How to prepare for technical interviews - bratfarrar
http://dandreamsofcoding.wordpress.com/2012/11/25/how-to-prepare-for-technical-interviews/

======
brg
There are a number of programming books that I use to prepare for technical
interviews. These are

1\. Programming pearls, [http://www.amazon.com/Programming-Pearls-2nd-Jon-
Bentley/dp/...](http://www.amazon.com/Programming-Pearls-2nd-Jon-
Bentley/dp/0201657880)

2\. Effective C++, [http://www.amazon.com/Effective-Specific-Improve-Programs-
De...](http://www.amazon.com/Effective-Specific-Improve-Programs-
Designs/dp/0321334876)

3\. Programming Problems, [http://www.amazon.com/Programming-Problems-Primer-
Technical-...](http://www.amazon.com/Programming-Problems-Primer-Technical-
Interview/dp/1475071965)

The reason for these texts is not because they are overtly insightful or well
written, it is because they have a large number of problems with completely
coded solutions.
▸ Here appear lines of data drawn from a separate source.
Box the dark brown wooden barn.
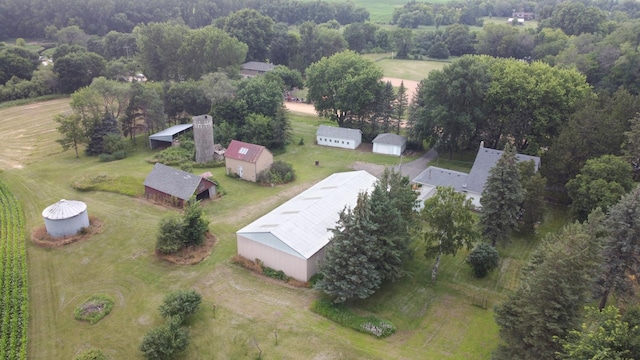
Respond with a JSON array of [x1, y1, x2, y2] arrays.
[[144, 163, 217, 207]]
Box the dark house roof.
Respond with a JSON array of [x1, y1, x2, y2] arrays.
[[144, 163, 215, 200], [373, 133, 407, 146], [413, 145, 540, 194], [316, 125, 362, 141], [240, 61, 276, 73], [224, 140, 269, 164], [467, 146, 540, 193]]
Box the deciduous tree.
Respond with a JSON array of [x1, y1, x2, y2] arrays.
[[159, 290, 202, 323], [466, 243, 500, 278], [567, 155, 633, 220], [223, 9, 274, 61], [518, 160, 547, 234], [306, 50, 382, 127], [53, 113, 87, 158]]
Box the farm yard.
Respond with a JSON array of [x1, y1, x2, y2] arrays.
[[0, 99, 563, 359]]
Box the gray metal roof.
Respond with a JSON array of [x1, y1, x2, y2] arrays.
[[413, 146, 540, 194], [413, 166, 469, 191], [237, 170, 378, 259], [144, 163, 202, 200], [316, 125, 362, 141], [467, 147, 540, 193], [149, 124, 193, 142], [42, 199, 87, 220], [373, 133, 407, 146]]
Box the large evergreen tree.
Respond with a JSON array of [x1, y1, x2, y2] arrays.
[[493, 219, 599, 360], [369, 168, 417, 281], [596, 187, 640, 309], [480, 144, 524, 246], [316, 193, 382, 303], [422, 187, 476, 281]]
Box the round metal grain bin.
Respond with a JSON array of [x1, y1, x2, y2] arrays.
[[42, 199, 89, 238]]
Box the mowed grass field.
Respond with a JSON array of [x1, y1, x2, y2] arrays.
[[362, 53, 449, 81], [0, 99, 563, 359]]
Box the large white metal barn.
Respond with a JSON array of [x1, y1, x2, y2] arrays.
[[236, 170, 378, 281]]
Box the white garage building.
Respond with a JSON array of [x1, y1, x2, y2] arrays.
[[236, 170, 378, 281], [316, 125, 362, 150], [373, 133, 407, 156]]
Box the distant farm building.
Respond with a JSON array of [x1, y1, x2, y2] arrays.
[[224, 140, 273, 182], [413, 142, 540, 209], [144, 163, 217, 207], [511, 11, 536, 21], [240, 61, 276, 78], [149, 124, 193, 149], [42, 199, 89, 238], [373, 133, 407, 156], [236, 170, 377, 281], [316, 125, 362, 150]]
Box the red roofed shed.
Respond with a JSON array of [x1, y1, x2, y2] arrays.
[[224, 140, 273, 182]]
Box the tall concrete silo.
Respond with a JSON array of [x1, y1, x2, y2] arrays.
[[193, 115, 214, 163], [42, 199, 89, 238]]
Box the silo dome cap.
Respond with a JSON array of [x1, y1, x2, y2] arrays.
[[42, 199, 87, 220]]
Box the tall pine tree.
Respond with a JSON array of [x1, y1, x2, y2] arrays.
[[493, 219, 600, 360], [480, 144, 524, 246], [369, 168, 417, 281], [595, 187, 640, 310], [316, 193, 382, 303], [422, 186, 477, 281]]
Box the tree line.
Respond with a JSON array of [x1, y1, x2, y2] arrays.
[[0, 0, 369, 38]]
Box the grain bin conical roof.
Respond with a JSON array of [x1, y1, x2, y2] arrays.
[[42, 199, 87, 220]]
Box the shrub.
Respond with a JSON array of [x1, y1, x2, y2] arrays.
[[311, 298, 396, 338], [262, 265, 289, 281], [156, 215, 184, 254], [74, 294, 113, 324], [257, 160, 296, 184], [139, 319, 189, 360], [156, 199, 209, 254], [98, 154, 116, 162], [466, 243, 500, 278], [231, 255, 262, 274], [73, 349, 109, 360], [112, 150, 127, 160], [159, 290, 202, 323]]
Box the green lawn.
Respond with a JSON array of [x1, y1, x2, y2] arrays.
[[0, 99, 562, 359]]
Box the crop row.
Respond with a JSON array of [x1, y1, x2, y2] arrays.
[[0, 182, 29, 360]]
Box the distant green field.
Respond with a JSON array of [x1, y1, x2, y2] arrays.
[[302, 0, 447, 23], [362, 53, 448, 81]]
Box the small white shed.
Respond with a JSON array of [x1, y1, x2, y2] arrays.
[[373, 133, 407, 156], [42, 199, 89, 238], [316, 125, 362, 150]]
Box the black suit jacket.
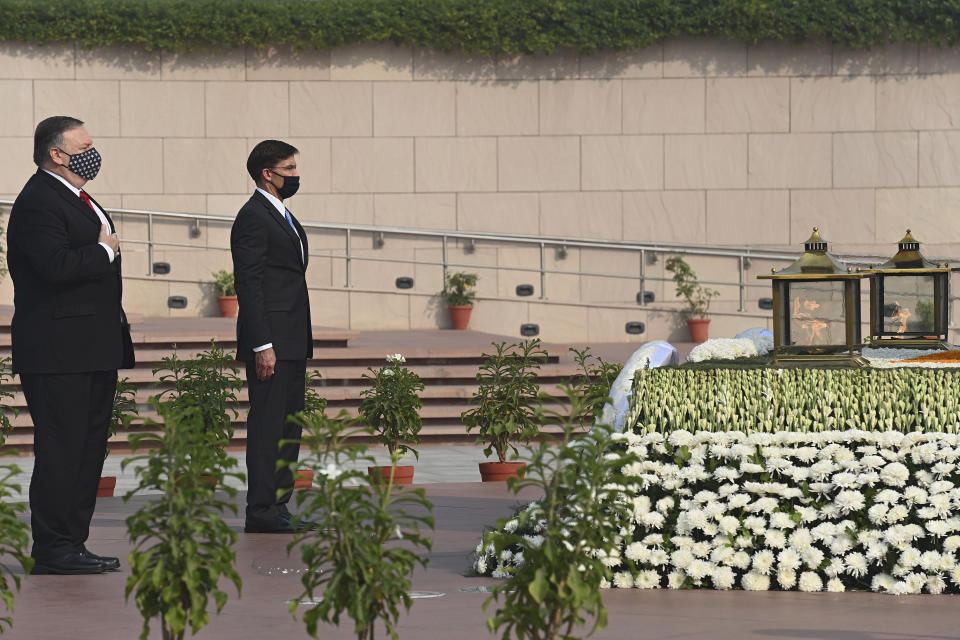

After working through these basics, programming interviews
are much more enjoyable.

------
kylemhill
At least for mid-level and higher positions, read the job description and know
enough about _every_ technology and concept they mention so that you could
give an introductory lightning talk on it, AND why/when that technology is
preferable over common alternatives A, B, and C.